Sales numbers are released monthly by the Department of Financial and Professional Regulation. That office also keeps track of total sales figures to keep a thermometer on how the state’s cannabis industry is functioning.

The monthly sales average is currently hovering below $128 million, and during the first 10 months of 2022, Illinois dispensaries unloaded $1.2 billion in pot.

Indeed, after a slow start at the beginning of the year, Illinois has reported some significant numbers regarding the state’s legal cannabis sales. In July, a Department of Revenue report announced that $1.5 billion of adult-use cannabis was sold during 2021. The figure is nearly double the amount consumers spent on legal weed in Illinois in the 2020 fiscal year—that means the amount of taxes generated by the state’s cannabis sales also doubled. That’s good news for the community funds supported by those weed dollars.

“The $1.5 billion in sales of adult-use cannabis in Illinois translates into significant tax revenue with a portion of every dollar spent being reinvested in communities that have suffered for decades,” said Governor J.B. Pritzker in a press statement.

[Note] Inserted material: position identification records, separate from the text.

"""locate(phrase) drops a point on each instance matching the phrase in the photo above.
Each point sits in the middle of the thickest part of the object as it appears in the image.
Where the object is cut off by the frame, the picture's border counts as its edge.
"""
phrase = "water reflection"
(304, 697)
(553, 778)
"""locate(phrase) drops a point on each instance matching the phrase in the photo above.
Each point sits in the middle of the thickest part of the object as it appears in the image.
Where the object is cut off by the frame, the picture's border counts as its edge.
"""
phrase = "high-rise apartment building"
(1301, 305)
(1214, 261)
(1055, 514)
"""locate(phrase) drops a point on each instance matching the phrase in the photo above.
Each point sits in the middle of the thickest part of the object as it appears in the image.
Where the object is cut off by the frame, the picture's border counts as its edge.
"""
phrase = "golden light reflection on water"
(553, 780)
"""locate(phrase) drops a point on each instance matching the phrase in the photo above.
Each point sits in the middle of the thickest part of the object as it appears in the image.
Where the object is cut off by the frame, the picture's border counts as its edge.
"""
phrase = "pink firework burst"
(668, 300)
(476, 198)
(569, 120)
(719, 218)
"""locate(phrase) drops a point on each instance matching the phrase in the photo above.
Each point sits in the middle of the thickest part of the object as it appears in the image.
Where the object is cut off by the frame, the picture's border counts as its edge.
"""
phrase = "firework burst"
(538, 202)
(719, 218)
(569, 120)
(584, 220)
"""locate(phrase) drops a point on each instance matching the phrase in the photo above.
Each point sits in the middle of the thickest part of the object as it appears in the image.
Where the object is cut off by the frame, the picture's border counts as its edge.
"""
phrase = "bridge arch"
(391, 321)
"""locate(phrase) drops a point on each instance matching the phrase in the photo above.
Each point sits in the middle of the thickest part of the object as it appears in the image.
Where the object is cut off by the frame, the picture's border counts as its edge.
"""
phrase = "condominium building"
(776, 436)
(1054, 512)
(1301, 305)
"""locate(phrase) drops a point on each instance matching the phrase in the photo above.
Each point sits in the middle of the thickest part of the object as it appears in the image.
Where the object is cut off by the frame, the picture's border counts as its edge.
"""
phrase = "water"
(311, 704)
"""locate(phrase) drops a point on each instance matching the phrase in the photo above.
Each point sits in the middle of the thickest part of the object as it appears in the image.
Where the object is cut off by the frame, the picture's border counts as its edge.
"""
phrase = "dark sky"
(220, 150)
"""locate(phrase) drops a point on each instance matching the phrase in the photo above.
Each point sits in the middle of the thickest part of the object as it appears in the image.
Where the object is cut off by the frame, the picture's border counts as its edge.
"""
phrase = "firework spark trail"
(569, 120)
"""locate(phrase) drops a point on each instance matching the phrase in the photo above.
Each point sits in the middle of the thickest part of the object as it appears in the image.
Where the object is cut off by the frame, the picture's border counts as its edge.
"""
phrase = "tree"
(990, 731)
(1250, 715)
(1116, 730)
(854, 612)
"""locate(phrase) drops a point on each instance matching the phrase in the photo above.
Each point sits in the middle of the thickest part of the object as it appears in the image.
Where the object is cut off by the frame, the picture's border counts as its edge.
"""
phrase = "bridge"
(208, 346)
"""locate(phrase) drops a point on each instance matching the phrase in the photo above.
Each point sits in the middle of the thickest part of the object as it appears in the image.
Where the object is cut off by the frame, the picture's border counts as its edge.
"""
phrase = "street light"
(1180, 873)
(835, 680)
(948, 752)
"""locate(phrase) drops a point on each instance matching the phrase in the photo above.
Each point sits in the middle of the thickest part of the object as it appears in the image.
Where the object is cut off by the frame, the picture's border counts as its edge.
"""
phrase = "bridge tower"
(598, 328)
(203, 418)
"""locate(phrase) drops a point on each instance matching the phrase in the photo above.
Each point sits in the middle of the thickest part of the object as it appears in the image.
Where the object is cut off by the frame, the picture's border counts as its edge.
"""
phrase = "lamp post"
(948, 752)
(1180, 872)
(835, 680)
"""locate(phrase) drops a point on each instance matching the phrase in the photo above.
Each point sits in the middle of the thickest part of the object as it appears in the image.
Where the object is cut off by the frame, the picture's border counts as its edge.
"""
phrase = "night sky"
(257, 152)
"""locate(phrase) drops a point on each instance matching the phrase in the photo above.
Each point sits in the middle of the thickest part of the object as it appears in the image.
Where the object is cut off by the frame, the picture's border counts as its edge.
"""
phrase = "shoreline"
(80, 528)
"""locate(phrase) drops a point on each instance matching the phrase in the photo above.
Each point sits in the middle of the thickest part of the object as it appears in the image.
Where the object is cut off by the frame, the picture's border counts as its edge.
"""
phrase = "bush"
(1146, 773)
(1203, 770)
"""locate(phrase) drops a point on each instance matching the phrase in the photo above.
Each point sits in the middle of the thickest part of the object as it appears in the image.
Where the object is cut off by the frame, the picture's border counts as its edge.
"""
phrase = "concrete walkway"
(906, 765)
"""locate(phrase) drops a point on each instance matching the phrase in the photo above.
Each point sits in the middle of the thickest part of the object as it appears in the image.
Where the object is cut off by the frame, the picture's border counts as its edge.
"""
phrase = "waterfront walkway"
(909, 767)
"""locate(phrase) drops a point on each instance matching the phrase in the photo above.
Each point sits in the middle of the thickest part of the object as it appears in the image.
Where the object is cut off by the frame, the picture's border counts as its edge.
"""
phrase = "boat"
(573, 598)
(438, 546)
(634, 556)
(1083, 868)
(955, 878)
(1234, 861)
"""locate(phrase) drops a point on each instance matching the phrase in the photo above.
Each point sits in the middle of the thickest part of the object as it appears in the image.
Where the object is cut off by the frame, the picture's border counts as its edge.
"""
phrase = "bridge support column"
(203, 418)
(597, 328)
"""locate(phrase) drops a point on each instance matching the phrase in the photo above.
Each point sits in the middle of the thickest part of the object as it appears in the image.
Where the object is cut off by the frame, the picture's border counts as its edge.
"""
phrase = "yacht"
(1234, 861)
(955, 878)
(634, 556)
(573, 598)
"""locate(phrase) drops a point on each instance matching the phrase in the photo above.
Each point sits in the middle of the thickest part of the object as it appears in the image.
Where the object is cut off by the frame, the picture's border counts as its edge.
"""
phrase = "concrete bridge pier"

The governor was largely referring to the state’s Restore, Reinvest, and Renew (R3) program, which funnels a quarter of weed tax revenue to legal aid, youth development, community re-entry, and financial support for communities hit the hardest by Drug War policing.

Last year, Illinois hit a milestone when it announced that it was earning more tax revenue from cannabis than from alcohol sales.

Such sales figures also put the state in the nation’s second-place spot for most lucrative greens, though it’s still trailing the number one California by a considerable amount. (Clocking in at slightly less than half of Cali’s monthly sales figures.)

The current sales totals released by the Department of Financial and Professional Regulation indicate that the state is on track to best that figure this year.

Out-of-state shopping is a phenomenon worth studying in a country where cannabis laws vary wildly from state to state. But it may not be 100 percent attributed to prohibition in certain areas. A market analysis published earlier this year by the Portland Business Journal based on data accumulated by the user-powered site Price of Weed found that an ounce of weed usually retailed around $210 in Oregon, compared with $382 an ounce in North Dakota. How committed are you to your bargain shopping?